As a Professional Engineer, I am aware of the arguments around who can be called an Engineer. In the USA, for example, an engineer is a train driver. In other parts of the Anglosphere, technicians or mechanics are routinely called engineers. The engineering profession objects to this apparent devaluation.
In the same vein, organisations like Opturion take issue with (what they see as) the misuse of the word 'optimisation'. For example, data visualisation is not 'optimisation'; data analytics (even predictive analytics) is not 'optimisation'; simulation is not 'optimisation'. So, like Humpty Dumpty in Through the Looking Glass, I have decided to define what I mean by 'optimisation' in a practical sense. I will focus on tactical or operational decisions; the day-to-day decisions that are taken when running a business. There are, of course, other decisions around product design, marketing, equipment purchase and so on, that are taken less often and over a longer time span. But let us, for now, focus on the day-to-day.
Decision-makers should be concerned with three things: compliance with statutory regulations and internal rules and policies; contractual requirements to provide goods and services to their customers; and the profitability of the operation. Put another way; the important issues are compliance, customer service and cost. Optimisation technology provides a solid basis to support such decisions.
Generally, regulation, rules, and customer service - on a day-to-day basis - are fixed and non-negotiable, and a decision that respects all of these is 'compliant'. But there is an almost infinite number of options when we consider the who, what, how, when and where questions, and some of these will be 'compliant', and each will have an associated cost. The trouble is that 'compliant' decisions can just as easily have a high cost than not. Consider a transport planning problem. We have some deliveries to make to customers within specified time windows. We want to deliver the correct item to each customer within the specified time, and we don't want to break any rules (speed limits, maximum working time, maximum weight on each truck, etc.) Still, after that, we can do pretty much anything. For example, how many trucks do we use? What deliveries does each truck make? In what order do they make them? What routes do they take?

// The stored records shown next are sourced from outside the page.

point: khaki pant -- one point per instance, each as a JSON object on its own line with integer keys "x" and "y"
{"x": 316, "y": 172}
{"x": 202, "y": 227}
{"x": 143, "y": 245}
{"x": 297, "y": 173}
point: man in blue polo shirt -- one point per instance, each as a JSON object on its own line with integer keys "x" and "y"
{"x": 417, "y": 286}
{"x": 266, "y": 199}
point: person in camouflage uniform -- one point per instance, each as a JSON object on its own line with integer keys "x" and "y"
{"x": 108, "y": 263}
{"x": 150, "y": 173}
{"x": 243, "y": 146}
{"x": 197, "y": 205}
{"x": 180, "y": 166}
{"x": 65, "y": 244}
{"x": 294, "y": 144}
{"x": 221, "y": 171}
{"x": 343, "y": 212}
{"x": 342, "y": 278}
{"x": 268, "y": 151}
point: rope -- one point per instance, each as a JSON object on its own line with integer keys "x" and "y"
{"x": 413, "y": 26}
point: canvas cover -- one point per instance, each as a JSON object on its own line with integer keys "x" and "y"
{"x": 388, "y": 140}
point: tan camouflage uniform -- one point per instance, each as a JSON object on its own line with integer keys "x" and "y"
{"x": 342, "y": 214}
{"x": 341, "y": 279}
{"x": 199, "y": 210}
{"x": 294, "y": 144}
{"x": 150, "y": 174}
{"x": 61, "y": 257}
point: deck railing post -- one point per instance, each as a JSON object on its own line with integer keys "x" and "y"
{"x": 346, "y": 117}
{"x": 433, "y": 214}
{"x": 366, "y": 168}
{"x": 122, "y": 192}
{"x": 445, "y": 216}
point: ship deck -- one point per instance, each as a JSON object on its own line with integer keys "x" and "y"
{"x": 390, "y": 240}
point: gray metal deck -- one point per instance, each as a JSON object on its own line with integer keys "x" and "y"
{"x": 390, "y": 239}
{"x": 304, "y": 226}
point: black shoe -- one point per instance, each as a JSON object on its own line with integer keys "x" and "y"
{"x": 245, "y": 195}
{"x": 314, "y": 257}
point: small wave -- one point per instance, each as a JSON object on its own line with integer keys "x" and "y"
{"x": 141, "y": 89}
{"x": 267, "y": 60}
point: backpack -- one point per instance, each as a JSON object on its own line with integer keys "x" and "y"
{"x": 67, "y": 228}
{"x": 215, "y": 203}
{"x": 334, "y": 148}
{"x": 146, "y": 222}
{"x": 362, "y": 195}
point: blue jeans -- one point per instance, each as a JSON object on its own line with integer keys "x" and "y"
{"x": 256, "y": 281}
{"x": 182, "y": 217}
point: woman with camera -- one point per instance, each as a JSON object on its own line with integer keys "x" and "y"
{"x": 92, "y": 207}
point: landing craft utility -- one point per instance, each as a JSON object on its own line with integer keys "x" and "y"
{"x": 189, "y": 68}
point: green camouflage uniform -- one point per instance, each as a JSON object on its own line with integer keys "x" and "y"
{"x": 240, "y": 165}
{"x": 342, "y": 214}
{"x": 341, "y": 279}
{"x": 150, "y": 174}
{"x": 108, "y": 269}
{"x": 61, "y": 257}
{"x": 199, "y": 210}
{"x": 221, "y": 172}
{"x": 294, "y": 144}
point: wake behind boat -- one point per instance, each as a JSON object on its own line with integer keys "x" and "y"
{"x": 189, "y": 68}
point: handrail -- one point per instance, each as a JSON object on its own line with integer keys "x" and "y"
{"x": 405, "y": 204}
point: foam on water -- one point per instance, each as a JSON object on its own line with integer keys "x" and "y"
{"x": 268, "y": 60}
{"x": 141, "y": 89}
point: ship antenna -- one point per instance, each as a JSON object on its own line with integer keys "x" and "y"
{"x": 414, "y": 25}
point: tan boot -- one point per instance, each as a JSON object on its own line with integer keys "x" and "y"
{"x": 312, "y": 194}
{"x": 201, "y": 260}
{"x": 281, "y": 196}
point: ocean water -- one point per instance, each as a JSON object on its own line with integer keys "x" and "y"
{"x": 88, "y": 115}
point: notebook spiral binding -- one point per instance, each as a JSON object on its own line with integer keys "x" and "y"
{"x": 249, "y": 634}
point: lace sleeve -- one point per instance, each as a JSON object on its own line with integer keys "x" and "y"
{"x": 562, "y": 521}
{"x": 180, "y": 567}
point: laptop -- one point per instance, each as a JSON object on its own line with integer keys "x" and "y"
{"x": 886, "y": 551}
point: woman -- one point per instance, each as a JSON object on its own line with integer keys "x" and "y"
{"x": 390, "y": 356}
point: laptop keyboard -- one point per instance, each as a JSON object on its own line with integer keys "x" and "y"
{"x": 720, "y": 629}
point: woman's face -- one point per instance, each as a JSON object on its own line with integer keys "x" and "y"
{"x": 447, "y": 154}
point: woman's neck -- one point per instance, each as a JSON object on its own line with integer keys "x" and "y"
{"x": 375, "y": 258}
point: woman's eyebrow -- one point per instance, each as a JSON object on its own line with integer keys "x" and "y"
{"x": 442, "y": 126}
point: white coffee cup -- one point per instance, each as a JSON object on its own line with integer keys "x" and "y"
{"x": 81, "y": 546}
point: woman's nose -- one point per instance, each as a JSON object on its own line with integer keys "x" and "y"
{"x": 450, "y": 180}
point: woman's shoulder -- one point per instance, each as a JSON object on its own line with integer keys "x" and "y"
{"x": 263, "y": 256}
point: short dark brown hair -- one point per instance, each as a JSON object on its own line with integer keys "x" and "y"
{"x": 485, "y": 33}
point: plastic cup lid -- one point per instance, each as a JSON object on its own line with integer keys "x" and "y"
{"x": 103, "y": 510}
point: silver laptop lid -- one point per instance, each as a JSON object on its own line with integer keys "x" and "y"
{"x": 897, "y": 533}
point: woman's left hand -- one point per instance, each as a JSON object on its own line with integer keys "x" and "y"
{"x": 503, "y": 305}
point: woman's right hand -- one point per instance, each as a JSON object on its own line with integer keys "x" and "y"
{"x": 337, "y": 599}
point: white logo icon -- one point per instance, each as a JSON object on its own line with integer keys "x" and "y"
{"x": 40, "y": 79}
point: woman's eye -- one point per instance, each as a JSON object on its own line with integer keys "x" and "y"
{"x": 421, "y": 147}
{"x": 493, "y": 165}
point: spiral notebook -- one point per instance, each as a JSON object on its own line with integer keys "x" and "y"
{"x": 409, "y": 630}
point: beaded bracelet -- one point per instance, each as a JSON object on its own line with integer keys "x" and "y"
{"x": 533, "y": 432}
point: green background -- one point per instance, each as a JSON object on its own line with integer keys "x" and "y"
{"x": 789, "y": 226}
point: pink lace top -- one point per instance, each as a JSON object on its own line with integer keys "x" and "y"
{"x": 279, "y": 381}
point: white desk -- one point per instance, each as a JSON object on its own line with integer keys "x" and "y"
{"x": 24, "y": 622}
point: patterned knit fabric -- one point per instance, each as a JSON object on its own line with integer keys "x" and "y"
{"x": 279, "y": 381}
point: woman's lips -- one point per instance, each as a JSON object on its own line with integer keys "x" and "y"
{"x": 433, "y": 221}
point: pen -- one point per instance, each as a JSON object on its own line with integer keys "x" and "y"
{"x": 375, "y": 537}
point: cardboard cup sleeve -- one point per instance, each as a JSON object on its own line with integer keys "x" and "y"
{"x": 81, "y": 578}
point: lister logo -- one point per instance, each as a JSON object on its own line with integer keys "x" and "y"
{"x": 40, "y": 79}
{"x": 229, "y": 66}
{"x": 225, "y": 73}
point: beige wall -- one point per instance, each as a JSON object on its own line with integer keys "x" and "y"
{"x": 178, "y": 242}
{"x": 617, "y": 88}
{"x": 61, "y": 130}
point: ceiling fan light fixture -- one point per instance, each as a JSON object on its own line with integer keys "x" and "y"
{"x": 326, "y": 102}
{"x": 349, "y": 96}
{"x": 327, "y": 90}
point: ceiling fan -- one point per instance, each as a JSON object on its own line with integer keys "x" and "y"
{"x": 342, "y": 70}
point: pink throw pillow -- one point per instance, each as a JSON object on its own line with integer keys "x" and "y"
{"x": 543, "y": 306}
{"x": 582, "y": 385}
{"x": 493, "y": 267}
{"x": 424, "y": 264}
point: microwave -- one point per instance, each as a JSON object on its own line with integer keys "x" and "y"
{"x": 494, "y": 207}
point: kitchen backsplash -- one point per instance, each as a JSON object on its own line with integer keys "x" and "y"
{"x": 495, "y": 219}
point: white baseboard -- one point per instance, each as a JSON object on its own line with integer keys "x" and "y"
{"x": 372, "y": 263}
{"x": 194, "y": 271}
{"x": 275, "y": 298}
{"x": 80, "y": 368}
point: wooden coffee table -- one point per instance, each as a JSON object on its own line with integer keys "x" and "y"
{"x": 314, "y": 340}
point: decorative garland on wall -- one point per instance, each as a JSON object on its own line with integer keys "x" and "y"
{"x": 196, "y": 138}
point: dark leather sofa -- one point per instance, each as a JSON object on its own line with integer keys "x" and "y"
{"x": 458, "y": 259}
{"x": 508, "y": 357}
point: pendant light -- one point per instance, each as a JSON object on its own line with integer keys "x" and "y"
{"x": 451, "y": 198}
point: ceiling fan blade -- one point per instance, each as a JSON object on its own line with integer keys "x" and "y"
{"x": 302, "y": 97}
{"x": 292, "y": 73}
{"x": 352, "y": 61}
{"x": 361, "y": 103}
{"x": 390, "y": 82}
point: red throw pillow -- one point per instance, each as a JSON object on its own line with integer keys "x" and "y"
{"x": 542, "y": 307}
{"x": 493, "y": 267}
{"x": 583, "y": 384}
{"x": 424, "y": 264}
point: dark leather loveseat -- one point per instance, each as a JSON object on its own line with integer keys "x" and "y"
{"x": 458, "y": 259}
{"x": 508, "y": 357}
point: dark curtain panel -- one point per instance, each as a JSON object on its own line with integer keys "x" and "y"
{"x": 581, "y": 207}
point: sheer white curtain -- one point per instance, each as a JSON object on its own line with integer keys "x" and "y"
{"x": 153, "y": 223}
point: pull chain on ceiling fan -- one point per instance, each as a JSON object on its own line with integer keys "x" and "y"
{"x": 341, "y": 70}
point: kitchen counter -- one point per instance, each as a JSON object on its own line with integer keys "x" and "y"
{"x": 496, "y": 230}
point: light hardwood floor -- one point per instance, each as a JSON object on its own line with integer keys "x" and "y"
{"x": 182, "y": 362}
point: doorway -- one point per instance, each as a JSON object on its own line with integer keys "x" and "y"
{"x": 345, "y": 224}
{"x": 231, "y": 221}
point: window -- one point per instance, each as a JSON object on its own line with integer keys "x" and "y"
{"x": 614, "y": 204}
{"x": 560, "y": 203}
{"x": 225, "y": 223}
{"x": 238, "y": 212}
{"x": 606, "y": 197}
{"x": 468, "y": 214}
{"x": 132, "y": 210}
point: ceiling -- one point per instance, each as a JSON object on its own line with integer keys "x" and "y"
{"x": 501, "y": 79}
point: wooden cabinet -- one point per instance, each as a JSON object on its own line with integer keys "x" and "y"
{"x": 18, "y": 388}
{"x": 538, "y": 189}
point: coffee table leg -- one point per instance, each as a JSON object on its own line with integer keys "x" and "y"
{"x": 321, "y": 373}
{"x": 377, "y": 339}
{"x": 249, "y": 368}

The transport problem may seem simple, but there are millions (and sometimes billions) of different ways of achieving the objective, but only a few of them will be the most profitable. Also, the problem changes every day with different customers, different drivers, different traffic conditions, etc. While it is possible to learn good and bad ways to do things, the problem is just too complex, and changes too much, for a human decision-maker to fully comprehend and resolve in a reasonable time. This illustrates some tests of whether any form of optimisation is worth doing:
There must be a choice; otherwise, there is no decision to support.
There must be complexity; otherwise, the solution is obvious.
There must be change; otherwise, we can work out the best solution, once and for all.
I haven't yet come across an organisation that doesn't have choice, complexity and change, but there may be one out there, somewhere.